Malcolm-x Betts + Okwui Okpokwasili
Friday, May 22 | 8PM
Co-presented with Poetry Project
Malcolm-x Betts and Okwui Okpokwasili are both interdisciplinary artists who work in and around dance. Each of them, in their own ways, makes performances that articulate the expansive vision of the Black radical tradition, while simultaneously grounding that vision in everyday intensities of desire, grief, love, and rage. They both approach movement as a site of textual experimentation and language as a bodily material, working at the limit of what seems possible, approaching scenes of abandonment with abandon. For this shared evening, co-presented with Danspace Project, Betts and Okpokwasili will have an opportunity to highlight the presence of writing in their respective practices, each reading from new and in-progress works.
Before you visit:
Accessibility at Danspace Project
Covid Safety at Danspace Project
Malcolm-x Betts is a New York based visual and dance artist who believes that art is a transformative vehicle that brings people and communities together. His artistic work is rooted in investigating embodiment for liberation, Black imagination, and directly engaging with challenges placed on the physical body.
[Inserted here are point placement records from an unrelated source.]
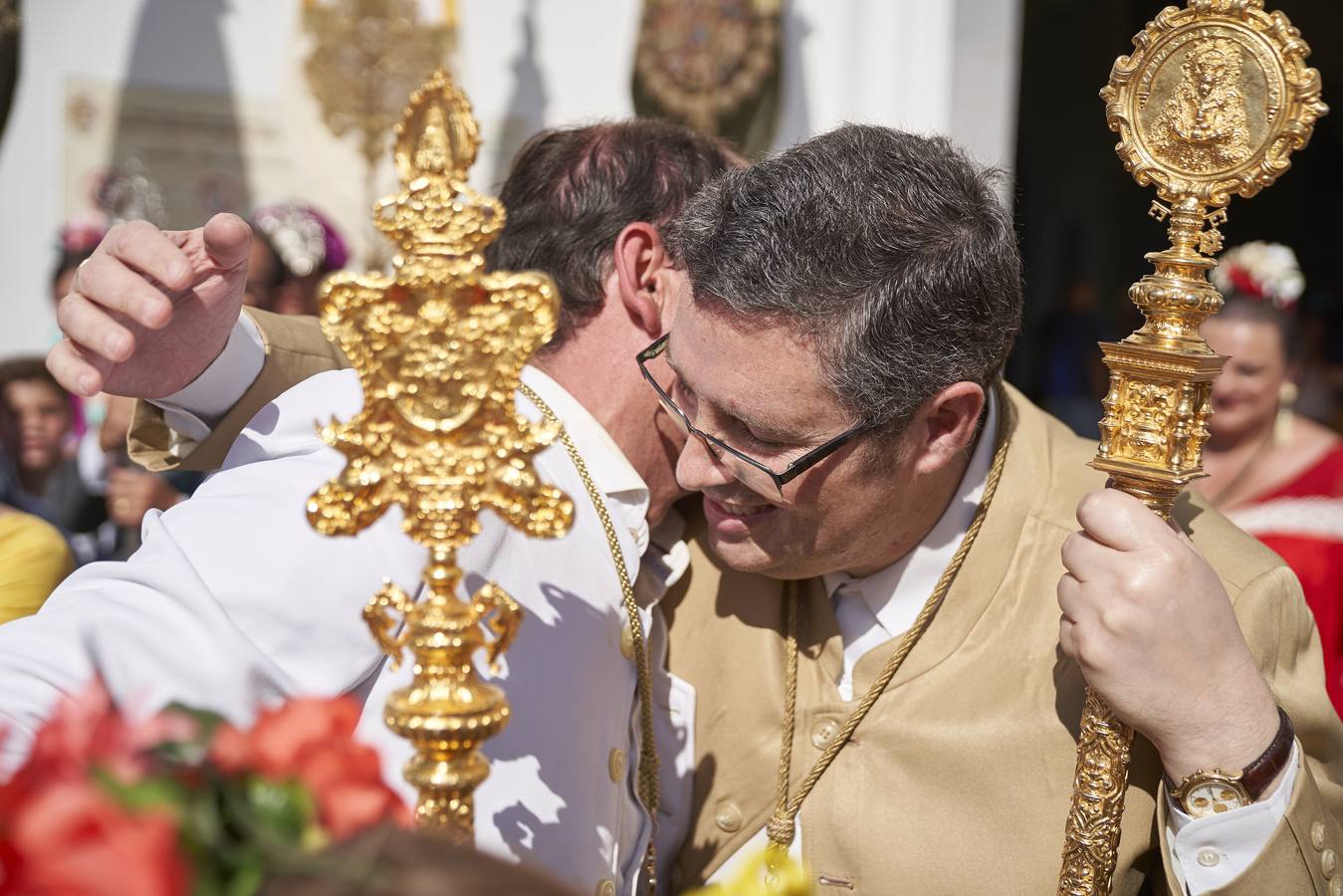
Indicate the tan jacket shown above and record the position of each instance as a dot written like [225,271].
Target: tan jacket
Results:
[959,780]
[296,349]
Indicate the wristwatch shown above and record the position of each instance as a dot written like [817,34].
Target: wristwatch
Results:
[1209,792]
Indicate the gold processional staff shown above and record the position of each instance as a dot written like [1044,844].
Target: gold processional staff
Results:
[439,348]
[1212,104]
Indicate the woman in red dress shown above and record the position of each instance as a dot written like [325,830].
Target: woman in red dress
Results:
[1276,474]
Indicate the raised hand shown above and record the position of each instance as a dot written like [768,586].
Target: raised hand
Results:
[150,310]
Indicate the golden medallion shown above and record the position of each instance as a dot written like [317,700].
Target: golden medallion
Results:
[1212,104]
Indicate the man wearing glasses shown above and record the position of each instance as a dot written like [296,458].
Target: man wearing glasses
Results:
[872,612]
[235,602]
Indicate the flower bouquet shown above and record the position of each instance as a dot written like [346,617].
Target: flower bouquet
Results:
[183,802]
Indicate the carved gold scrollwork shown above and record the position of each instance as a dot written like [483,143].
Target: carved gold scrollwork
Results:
[1212,104]
[439,348]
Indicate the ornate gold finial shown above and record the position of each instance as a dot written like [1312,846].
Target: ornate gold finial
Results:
[366,54]
[1212,104]
[439,349]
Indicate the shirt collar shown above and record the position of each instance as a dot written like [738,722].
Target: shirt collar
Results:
[897,592]
[611,472]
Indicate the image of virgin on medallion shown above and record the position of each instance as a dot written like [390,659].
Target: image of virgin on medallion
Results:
[1204,126]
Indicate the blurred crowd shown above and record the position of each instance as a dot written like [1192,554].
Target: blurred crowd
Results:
[69,493]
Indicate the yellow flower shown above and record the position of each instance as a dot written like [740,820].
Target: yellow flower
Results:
[789,879]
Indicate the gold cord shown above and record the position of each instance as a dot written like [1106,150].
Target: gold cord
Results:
[782,827]
[647,770]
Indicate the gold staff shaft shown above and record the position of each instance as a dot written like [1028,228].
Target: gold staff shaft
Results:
[439,349]
[1212,103]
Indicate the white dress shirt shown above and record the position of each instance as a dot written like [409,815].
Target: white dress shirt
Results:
[873,610]
[235,602]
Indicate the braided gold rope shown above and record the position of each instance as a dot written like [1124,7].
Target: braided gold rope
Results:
[647,770]
[782,827]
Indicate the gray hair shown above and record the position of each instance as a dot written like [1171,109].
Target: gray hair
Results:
[891,250]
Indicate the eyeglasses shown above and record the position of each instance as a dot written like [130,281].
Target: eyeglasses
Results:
[753,473]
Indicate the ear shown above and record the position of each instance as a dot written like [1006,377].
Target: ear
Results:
[639,261]
[946,425]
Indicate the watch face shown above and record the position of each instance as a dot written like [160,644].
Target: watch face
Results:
[1213,796]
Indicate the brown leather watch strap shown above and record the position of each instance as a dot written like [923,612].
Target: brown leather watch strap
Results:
[1260,774]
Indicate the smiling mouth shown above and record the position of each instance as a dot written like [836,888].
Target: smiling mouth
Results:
[736,511]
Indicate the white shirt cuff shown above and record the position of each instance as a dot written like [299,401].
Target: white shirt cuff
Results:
[1212,852]
[192,411]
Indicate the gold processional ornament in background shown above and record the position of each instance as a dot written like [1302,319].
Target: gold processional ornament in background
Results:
[700,61]
[1212,104]
[439,348]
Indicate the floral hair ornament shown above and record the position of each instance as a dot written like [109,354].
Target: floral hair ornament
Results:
[304,239]
[1266,272]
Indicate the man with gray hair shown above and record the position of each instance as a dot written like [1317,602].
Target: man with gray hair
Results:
[870,617]
[901,703]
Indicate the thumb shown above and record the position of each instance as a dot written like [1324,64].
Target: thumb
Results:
[227,239]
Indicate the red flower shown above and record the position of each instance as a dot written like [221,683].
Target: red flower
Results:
[313,741]
[73,840]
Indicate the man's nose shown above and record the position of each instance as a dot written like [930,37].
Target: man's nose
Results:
[697,469]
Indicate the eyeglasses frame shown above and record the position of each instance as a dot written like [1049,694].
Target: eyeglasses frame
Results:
[795,468]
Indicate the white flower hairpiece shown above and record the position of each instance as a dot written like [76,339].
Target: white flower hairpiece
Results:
[1266,272]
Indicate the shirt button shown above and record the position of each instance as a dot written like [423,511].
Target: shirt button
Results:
[823,733]
[627,641]
[728,818]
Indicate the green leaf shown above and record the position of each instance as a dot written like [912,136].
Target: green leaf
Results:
[144,794]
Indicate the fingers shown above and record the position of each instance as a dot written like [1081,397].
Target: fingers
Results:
[93,330]
[1085,558]
[1070,599]
[227,239]
[1120,520]
[109,284]
[74,371]
[148,250]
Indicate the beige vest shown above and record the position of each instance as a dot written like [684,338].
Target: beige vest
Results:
[961,777]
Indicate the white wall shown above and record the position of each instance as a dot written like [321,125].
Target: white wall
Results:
[945,66]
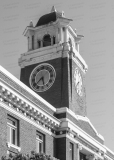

Okwui Okpokwasili (she/her) is a Brooklyn-based performer, choreographer, and writer creating multidisciplinary performance pieces. The child of immigrants from Nigeria, Okpokwasili was born and raised in the Bronx, and the histories of these places and the girls and women who inhabit them feature prominently in much of her work. Her productions include the Bessie Award-winning Bronx Gothic and the performance installation Sitting on a Man’s Head. In 2018, she received a Princeton University Hodder Fellowship, a Herb Alpert Award in Dance, a Doris Duke Artist Award, and a MacArthur Fellowship. She was the inaugural artist for the Kravis Studio Residency program at MoMA in 2022. In 2025, she received an Arts and Letters Award from the American Academy of Arts and Letters.